In many cases these market dominant operators already have the capital and energy to grow, with little incentive to give up equity or control.  The remaining platforms are a precious few, and buyers recognize that.

Despite making initial investments at a premium, investors see an opportunity for excellent returns by growing a platform through less expensive single shop and small MSO add-ons.  It’s likely (and unfortunate) that the pandemic will accelerate the need for smaller operators to exit quickly and with less value.

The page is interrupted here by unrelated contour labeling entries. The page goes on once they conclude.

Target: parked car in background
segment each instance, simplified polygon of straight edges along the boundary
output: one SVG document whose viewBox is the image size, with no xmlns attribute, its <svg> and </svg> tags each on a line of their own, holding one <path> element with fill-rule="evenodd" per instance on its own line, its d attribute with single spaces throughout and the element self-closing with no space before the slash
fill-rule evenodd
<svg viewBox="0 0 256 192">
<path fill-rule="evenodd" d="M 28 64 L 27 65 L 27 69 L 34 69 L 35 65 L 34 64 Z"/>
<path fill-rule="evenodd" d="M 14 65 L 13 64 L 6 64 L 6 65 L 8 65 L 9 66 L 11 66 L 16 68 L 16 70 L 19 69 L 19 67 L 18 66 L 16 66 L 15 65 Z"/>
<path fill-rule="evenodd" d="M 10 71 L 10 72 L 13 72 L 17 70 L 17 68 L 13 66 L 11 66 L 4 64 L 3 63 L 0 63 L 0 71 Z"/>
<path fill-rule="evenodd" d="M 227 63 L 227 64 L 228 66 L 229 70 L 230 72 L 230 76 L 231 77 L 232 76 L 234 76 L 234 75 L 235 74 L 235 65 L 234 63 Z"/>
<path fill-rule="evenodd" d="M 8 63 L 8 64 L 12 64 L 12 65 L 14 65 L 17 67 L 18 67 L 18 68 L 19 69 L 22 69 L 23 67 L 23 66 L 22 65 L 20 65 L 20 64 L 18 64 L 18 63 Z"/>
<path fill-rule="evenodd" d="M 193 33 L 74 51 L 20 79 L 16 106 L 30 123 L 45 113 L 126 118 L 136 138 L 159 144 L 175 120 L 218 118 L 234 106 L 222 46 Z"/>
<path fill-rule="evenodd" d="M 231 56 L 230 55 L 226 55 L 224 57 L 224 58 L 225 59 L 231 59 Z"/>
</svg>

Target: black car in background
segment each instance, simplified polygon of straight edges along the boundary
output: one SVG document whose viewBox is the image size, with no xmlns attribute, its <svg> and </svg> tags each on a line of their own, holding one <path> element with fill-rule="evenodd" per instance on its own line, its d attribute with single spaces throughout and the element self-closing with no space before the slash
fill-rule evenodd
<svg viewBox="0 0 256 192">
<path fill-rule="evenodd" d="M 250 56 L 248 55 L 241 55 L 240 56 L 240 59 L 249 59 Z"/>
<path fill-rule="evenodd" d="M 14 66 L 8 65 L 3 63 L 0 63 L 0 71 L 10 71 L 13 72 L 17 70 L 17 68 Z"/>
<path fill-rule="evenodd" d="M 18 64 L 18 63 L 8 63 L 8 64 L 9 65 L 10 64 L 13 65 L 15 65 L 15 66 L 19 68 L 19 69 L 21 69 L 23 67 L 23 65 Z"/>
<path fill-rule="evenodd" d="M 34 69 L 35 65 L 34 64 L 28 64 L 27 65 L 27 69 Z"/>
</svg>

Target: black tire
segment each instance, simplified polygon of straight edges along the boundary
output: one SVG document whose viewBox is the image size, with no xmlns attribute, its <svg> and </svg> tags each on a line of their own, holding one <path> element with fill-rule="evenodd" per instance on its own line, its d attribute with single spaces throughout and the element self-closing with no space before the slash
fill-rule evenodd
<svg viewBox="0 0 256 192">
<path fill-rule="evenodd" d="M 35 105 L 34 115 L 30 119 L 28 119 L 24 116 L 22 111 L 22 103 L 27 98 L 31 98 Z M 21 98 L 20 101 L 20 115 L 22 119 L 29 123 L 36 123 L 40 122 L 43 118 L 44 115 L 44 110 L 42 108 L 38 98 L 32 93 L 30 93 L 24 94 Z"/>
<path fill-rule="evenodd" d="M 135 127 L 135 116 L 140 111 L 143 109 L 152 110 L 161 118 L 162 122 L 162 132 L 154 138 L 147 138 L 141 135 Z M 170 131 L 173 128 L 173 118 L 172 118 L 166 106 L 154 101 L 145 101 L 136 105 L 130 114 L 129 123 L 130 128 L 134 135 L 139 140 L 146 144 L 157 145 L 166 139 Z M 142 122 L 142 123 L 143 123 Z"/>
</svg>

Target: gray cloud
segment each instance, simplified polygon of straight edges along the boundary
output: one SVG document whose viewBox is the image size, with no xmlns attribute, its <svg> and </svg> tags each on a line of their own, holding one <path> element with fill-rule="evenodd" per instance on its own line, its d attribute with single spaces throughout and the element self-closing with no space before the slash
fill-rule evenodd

It’s also possible that the pandemic opens up more brownfield opportunities as real estate investors look for more industrial assets, shifting away from retail.

Techs and Experienced Operators Available from Distressed Businesses

A significant factor that inhibited growth last year was a scarcity of technicians and experienced operators.  The pandemic has eased that constraint.

The demise of Service King, distress among local operators and less competition from Caliber, are now easing the competition for technicians and operators who have experience with growth and scale.  It’s now feasible to develop a plan to enter the collision market and find sufficient talent.  This change in the staffing dynamic opens the door to new PE entrants, and makes platforms attractive even if the owner operators wish to exit completely.

But Receiving Full Consideration May Take 1-2 Years

Current offers come with more conditions – specifically, performance hurdles.

Most buyers understand that from mid-March onward business performance has been abnormally low and not reflective of what they’re likely to see in the future.  A TTM (trailing twelve month) purchase price isn’t a fair metric of value.

To mitigate risks to the buyer the structure of deals may be different.  Winning offers may value the business on 2019 results but condition full payouts on performance hurdles in 2020 and 2021.  With upfront consideration based on current performance, the “earnout” portion may be paid out over the next year or two based on the business returning to those levels.

Conclusion

We’ve seen enough activity and LOIs to recognize that significant activity has returned for many sellers.  For attractive platforms, values are approaching those we saw a year ago.  It takes 6 months or longer to sell a business, to prepare properly for market, run an auction, identify the right partner, and close the transaction.  As we see more transactions announced and complete those for our own clients, we will gain confidence that the market has truly returned.  By the end of the third quarter of 2020, we will have more data and stronger convictions but the trend is clear: The market is back!